Introduction

Rice (Oryza sativa L) is one of the major cereal crops feeding more than three billion population and accounts for 20% of the world’s total calorie intake. The doubling of the rice productivity was achieved by adopting semi-dwarf varieties for lodging resistance in the 1960s and hybrid rice technology in the 1970s. However, the rise in the yield levels were led to the excess usage of fertilizers and pesticides causing adverse environmental effects in rice-producing areas besides shooting up cost of the cultivation. Moreover, the demand for rice is continuously increasing to meet the food requirement of the rapidly growing global population (Singh et al. 2018and Wang et al. 2020). Hence, there is an urgent need to substantially enhance the productivity of rice with the existing ever-shrinking cultivable area while addressing climate change.

Rice yield or productivity is a complex trait multiplicatively determined by three main component traits viz., grain number, panicle number, and grain weight (Sakamoto and Matsuoka 2008; Xing and Zhang 2010; Wang et al. 2020). Of these, grain number per panicle is the major yield attributing trait in rice (Wang et al. 2020). Grain number per panicle is highly variable and mainly correlated with the architecture of the panicle that includes the number of primary and secondary branches, panicle length, and percentage of filled grains. Multiple genes are involved in regulating the inheritance of the grain number trait that shows continuous variation in the segregating populations. Hence, identification of the genetic basis responsible for grain number would be of great value in the breeding of high-yielding rice varieties.

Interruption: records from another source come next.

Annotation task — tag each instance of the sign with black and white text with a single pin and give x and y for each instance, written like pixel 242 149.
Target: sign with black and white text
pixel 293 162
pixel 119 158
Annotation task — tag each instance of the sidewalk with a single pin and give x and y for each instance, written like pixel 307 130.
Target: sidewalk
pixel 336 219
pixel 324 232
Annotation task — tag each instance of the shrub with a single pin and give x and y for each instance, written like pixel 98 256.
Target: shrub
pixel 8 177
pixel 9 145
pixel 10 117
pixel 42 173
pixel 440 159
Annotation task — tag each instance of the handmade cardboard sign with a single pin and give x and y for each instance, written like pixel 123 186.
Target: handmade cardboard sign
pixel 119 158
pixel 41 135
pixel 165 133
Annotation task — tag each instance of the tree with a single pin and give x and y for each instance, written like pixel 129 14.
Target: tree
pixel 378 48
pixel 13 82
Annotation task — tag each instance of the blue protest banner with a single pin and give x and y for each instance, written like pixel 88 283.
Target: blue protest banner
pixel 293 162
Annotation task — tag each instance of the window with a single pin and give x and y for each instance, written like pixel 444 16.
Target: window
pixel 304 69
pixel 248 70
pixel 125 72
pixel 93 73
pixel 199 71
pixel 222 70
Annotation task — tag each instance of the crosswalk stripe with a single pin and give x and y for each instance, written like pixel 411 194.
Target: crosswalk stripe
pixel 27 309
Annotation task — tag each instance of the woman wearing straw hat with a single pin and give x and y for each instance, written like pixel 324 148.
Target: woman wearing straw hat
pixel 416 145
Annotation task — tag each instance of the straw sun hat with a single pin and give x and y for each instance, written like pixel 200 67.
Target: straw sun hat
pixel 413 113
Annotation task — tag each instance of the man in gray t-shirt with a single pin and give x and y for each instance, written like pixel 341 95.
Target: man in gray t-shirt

During the last two decades, many Quantitative Trait Loci (QTLs)/genes viz., Gn1a (Ashikari et al., 2005), DEP1 (Huang et al. 2009), qGN4.1(Deshmukh et al. 2010)OsSPL14 (Jiao et al. 2010), NAL1 (SPIKEGPSLSCHL4, and SS1), GNP1 (Wu et al. 2016a, b), qGN1c (Xu et al. 2019) controlling the grain number trait have been mapped, cloned, and functionally characterized in rice. However, the molecular mechanism of grain number trait formation is still far from a clear understanding as DNA marker development and genotyping are the most time-consuming and costly procedures in conventional QTL mapping.

Next-Generation Sequencing (NGS) technologies have facilitated the development of several efficient techniques for gene or locus mapping. Among them, NGS-based QTL-seq approach has successfully identified and mapped many QTLs in rice (Takagi et al. 2013; Daware et al. 2016; Ogiso-Tanaka et al. 2017; Yaobin et al. 2018; Kadambari et al. 2018; Arikit et al. 2019; Lei et al. 2020 and Bommisetty et al. 2020), chickpea (Singh et al. 2017), cucumber (Lu et al. 2014), and tomato (Illa-Berenguer et al. 2015 and Ruangrak et al. 2019).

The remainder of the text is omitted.